Is there any way to download this? I'd like to have this permanently, such nice points made.
Balfe. I actually got a little angry and depressed from his interview. But possibly it was one-sidedly edited and I should ignore all that and focus on the positive side and smilingly listen to new flim music. And I mean that passive-aggressively.
Oh boy and girl. I'm still in a bit of a shock from this 44min segment. I quite hate what Zimmer's scores are today. He has been diverse, to me his era from late 90s to early 00s is one of the best of any composer's several-year-period. Great stuff in different styles. Lately he's been just boring. But a hint of hope for me is the fact that almost all things in life are a passing phase. Perhaps in ten or twenty years you'll get to hear orchestral melodic scores again.
Personally, I dont give a flying ifyouseekamy about what era a score is from. Most important thing is whether or not I like it. Very few new scores go to my Top 50 or even 100. It's a mathematic probability that we will (or already have) run out of chord combinations.
I've heard from a person that a film composer is not a musician, but a film maker. Yes. If a film has to make profit, the composer cannot get too artsy. How many new flavors of Coca Cola have been on the market for very long?

 
 
 Posted:   Sep 27, 2013 - 3:39 PM   
 By:   cirithungol   (Member)

Lorne Balfe...



 
 Posted:   Sep 27, 2013 - 9:08 PM   
 By:   robertmro   (Member)

Thank you Mike_H.

I suppose we could say that Igor Stravinsky started it with "The Rite of Spring".
People stormed out and fist fights ensued.
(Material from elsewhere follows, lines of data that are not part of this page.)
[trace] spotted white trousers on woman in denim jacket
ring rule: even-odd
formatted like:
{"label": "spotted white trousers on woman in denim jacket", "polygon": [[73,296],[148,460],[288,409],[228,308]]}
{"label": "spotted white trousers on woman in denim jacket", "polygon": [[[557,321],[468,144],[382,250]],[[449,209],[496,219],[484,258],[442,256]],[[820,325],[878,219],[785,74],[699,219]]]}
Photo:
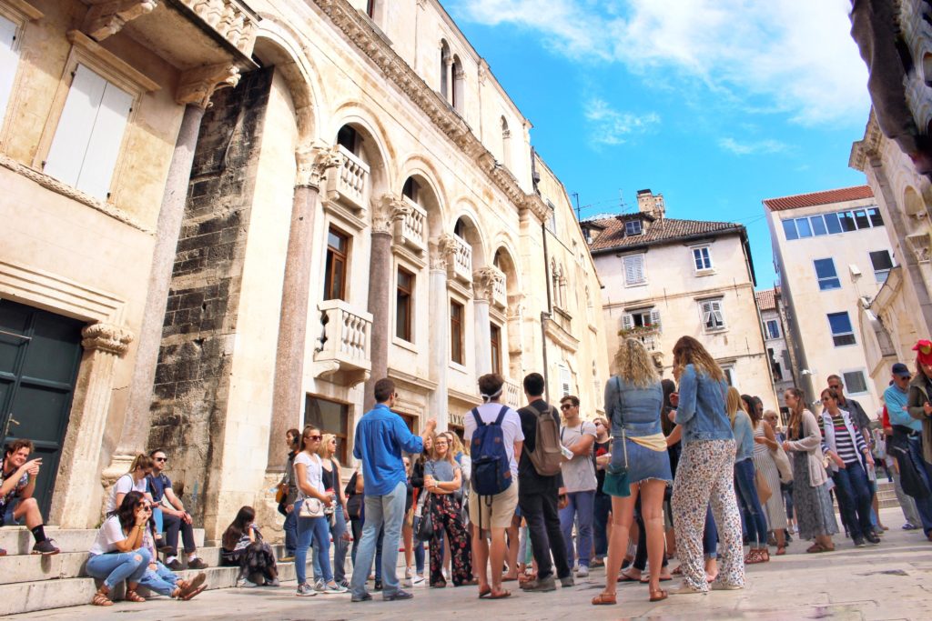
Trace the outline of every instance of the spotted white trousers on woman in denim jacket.
{"label": "spotted white trousers on woman in denim jacket", "polygon": [[721,542],[717,581],[743,587],[744,548],[741,543],[741,514],[734,495],[733,439],[692,440],[687,443],[673,482],[673,526],[677,533],[683,581],[703,591],[708,590],[702,535],[709,502]]}

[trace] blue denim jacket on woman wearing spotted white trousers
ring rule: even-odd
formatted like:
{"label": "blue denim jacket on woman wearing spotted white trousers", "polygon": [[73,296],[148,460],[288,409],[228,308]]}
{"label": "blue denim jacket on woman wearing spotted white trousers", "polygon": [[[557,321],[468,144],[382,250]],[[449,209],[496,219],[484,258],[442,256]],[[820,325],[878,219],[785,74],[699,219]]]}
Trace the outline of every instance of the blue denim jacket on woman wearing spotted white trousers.
{"label": "blue denim jacket on woman wearing spotted white trousers", "polygon": [[728,384],[716,382],[705,373],[686,365],[679,377],[677,424],[683,425],[683,443],[697,439],[733,439],[731,422],[725,413]]}

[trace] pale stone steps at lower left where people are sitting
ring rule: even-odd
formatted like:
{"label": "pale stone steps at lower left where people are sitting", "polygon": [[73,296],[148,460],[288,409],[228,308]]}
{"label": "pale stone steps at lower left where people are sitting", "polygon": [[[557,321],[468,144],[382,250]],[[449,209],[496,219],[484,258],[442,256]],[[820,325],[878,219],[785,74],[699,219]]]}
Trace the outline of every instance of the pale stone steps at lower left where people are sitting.
{"label": "pale stone steps at lower left where people are sitting", "polygon": [[[7,550],[7,556],[0,557],[0,616],[86,604],[97,590],[95,580],[85,572],[88,549],[97,531],[46,526],[46,534],[62,549],[60,554],[48,557],[30,554],[32,533],[23,527],[0,529],[0,547]],[[201,547],[204,543],[202,529],[195,529],[195,542],[198,556],[210,565],[204,570],[208,588],[235,587],[239,568],[219,566],[220,548]],[[281,557],[281,547],[274,548]],[[308,576],[313,574],[310,565],[308,555]],[[294,562],[279,561],[278,567],[282,582],[295,579]],[[185,570],[178,574],[190,578],[197,572]],[[146,595],[144,589],[140,589],[140,594]]]}

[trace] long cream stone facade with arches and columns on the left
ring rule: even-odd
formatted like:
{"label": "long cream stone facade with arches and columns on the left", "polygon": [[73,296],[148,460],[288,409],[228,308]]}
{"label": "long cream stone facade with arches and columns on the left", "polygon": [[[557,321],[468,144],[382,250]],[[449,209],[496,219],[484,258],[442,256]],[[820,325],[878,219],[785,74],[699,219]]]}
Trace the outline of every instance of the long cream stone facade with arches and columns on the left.
{"label": "long cream stone facade with arches and columns on the left", "polygon": [[[487,371],[513,405],[545,371],[551,398],[599,407],[583,233],[528,119],[435,0],[0,0],[0,15],[17,59],[0,330],[46,319],[75,359],[52,522],[96,523],[88,499],[162,446],[208,538],[242,505],[269,523],[285,431],[335,433],[350,466],[379,377],[415,430],[461,425]],[[131,96],[124,138],[89,160],[114,162],[109,185],[47,164],[88,77],[75,62],[107,101]]]}

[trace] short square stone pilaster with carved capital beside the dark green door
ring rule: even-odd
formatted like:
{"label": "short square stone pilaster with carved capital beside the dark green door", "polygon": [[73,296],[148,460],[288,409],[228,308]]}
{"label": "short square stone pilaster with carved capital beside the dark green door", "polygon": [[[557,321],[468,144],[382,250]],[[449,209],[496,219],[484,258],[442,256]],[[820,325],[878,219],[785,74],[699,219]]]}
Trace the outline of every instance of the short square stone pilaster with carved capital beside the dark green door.
{"label": "short square stone pilaster with carved capital beside the dark green door", "polygon": [[100,506],[89,501],[100,489],[97,473],[101,442],[114,390],[117,358],[126,355],[132,342],[130,331],[105,323],[89,325],[81,336],[84,355],[62,447],[62,467],[56,479],[55,489],[59,493],[52,498],[48,517],[50,523],[63,528],[88,528],[100,517]]}

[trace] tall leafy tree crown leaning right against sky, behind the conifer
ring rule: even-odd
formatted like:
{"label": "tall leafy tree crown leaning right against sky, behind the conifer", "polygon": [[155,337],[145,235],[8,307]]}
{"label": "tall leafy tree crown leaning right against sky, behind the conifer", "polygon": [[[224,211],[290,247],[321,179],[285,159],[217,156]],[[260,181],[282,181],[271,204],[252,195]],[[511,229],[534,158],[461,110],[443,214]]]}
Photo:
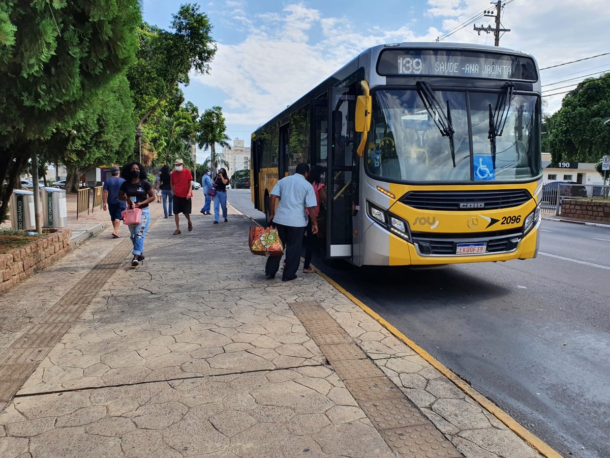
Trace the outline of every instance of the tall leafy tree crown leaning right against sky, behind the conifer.
{"label": "tall leafy tree crown leaning right against sky, behind the conifer", "polygon": [[140,49],[127,75],[137,103],[136,128],[142,127],[178,84],[188,84],[190,71],[209,73],[209,62],[216,53],[212,24],[198,5],[181,5],[170,29],[173,32],[144,23],[138,31]]}

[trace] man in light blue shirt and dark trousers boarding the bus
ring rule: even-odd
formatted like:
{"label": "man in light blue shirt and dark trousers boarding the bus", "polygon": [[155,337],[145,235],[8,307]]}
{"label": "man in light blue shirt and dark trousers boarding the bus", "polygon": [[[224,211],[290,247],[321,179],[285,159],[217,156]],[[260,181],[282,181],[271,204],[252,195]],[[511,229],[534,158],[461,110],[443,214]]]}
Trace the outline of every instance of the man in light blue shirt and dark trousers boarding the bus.
{"label": "man in light blue shirt and dark trousers boarding the bus", "polygon": [[[296,271],[301,262],[303,235],[308,222],[305,213],[306,208],[309,210],[312,234],[318,233],[318,221],[315,217],[318,200],[315,197],[314,187],[307,181],[308,174],[309,165],[301,162],[296,166],[294,175],[285,176],[271,190],[269,223],[278,228],[279,238],[284,244],[286,255],[282,282],[289,282],[296,278]],[[279,203],[276,209],[275,203],[278,198]],[[278,273],[280,261],[280,256],[269,256],[267,258],[265,277],[275,277],[275,274]]]}

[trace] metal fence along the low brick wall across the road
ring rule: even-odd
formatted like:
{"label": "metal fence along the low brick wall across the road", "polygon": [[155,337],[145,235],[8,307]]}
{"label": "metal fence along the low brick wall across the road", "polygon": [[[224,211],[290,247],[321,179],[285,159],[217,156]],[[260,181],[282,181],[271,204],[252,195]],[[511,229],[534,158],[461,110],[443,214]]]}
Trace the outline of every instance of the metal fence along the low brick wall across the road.
{"label": "metal fence along the low brick wall across the road", "polygon": [[610,202],[609,194],[610,186],[601,184],[547,183],[542,186],[540,211],[546,215],[560,216],[561,204],[566,199]]}

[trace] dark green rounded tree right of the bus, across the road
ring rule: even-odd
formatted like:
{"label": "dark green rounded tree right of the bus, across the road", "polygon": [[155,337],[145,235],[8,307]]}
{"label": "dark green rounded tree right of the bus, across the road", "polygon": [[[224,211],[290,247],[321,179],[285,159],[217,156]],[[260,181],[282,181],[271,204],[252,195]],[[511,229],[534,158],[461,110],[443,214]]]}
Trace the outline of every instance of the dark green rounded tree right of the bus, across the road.
{"label": "dark green rounded tree right of the bus, across the road", "polygon": [[589,78],[568,93],[561,109],[545,120],[545,149],[553,164],[597,163],[608,151],[610,129],[603,122],[610,115],[610,73]]}

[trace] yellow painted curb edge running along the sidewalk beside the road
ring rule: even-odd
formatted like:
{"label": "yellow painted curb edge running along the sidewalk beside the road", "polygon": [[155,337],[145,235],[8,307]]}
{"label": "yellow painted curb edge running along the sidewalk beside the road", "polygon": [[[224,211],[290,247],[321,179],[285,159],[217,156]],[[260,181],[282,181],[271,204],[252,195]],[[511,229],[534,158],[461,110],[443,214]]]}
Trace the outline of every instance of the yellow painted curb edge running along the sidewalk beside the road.
{"label": "yellow painted curb edge running along the sidewalk beside the road", "polygon": [[[313,266],[313,264],[312,264],[312,266]],[[427,351],[425,351],[422,347],[420,347],[414,341],[409,339],[406,335],[404,335],[402,332],[400,332],[398,329],[396,329],[393,325],[391,325],[389,322],[387,322],[384,318],[379,316],[379,314],[375,313],[375,311],[371,310],[361,300],[354,297],[353,294],[346,291],[346,289],[343,288],[341,285],[339,285],[339,283],[332,280],[332,278],[328,277],[328,275],[324,274],[323,272],[320,272],[319,269],[316,269],[316,270],[318,271],[318,275],[320,275],[320,277],[324,278],[328,283],[330,283],[332,286],[337,288],[341,293],[343,293],[346,297],[348,297],[348,299],[350,299],[351,302],[353,302],[358,307],[360,307],[362,310],[364,310],[365,313],[367,313],[369,316],[371,316],[371,318],[378,321],[379,324],[381,324],[384,328],[389,330],[389,332],[391,332],[395,337],[399,338],[401,341],[403,341],[405,344],[407,344],[409,347],[411,347],[411,349],[414,352],[416,352],[418,355],[420,355],[422,358],[424,358],[435,369],[437,369],[437,371],[439,371],[441,374],[443,374],[443,376],[445,376],[449,380],[451,380],[451,382],[453,382],[455,385],[457,385],[457,387],[460,388],[460,390],[464,391],[464,393],[466,393],[468,396],[470,396],[470,398],[472,398],[476,402],[478,402],[478,404],[481,405],[481,407],[483,407],[483,409],[486,409],[487,412],[491,413],[498,420],[500,420],[502,423],[504,423],[506,425],[506,427],[508,427],[508,429],[510,429],[512,432],[514,432],[520,438],[522,438],[526,443],[528,443],[532,448],[534,448],[534,450],[536,450],[542,456],[547,457],[547,458],[562,458],[562,456],[559,453],[554,451],[554,449],[552,449],[550,446],[548,446],[544,441],[542,441],[540,438],[536,437],[531,432],[529,432],[527,429],[525,429],[525,427],[523,427],[519,423],[517,423],[517,421],[514,420],[514,418],[512,418],[510,415],[508,415],[508,413],[504,412],[504,410],[500,409],[500,407],[493,404],[493,402],[489,401],[489,399],[487,399],[485,396],[483,396],[483,394],[478,393],[478,391],[476,391],[474,388],[472,388],[470,385],[468,385],[468,383],[464,382],[464,380],[462,380],[460,377],[458,377],[456,374],[454,374],[451,371],[451,369],[447,368],[447,366],[443,365],[443,363],[441,363],[439,360],[432,357],[431,354],[429,354]]]}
Decades later it's considered genius.

Maybe he's ahead of our time, but to me living in the present, it just sounds like noise made by a person who has no musical training. Hans Zimmer comes off like a snake oil salesman fleecing the idiots from the studios and laughing all the way to the bank.

All I could think of was Bernard Herrman saying: "Crappy music for a crappy movie for a crappy audience".

 
 
 Posted:   Sep 28, 2013 - 12:32 AM   
 By:   Dr Lenera   (Member)

A bit of a depressing listen really. We just need to hope that things, eventually, will change.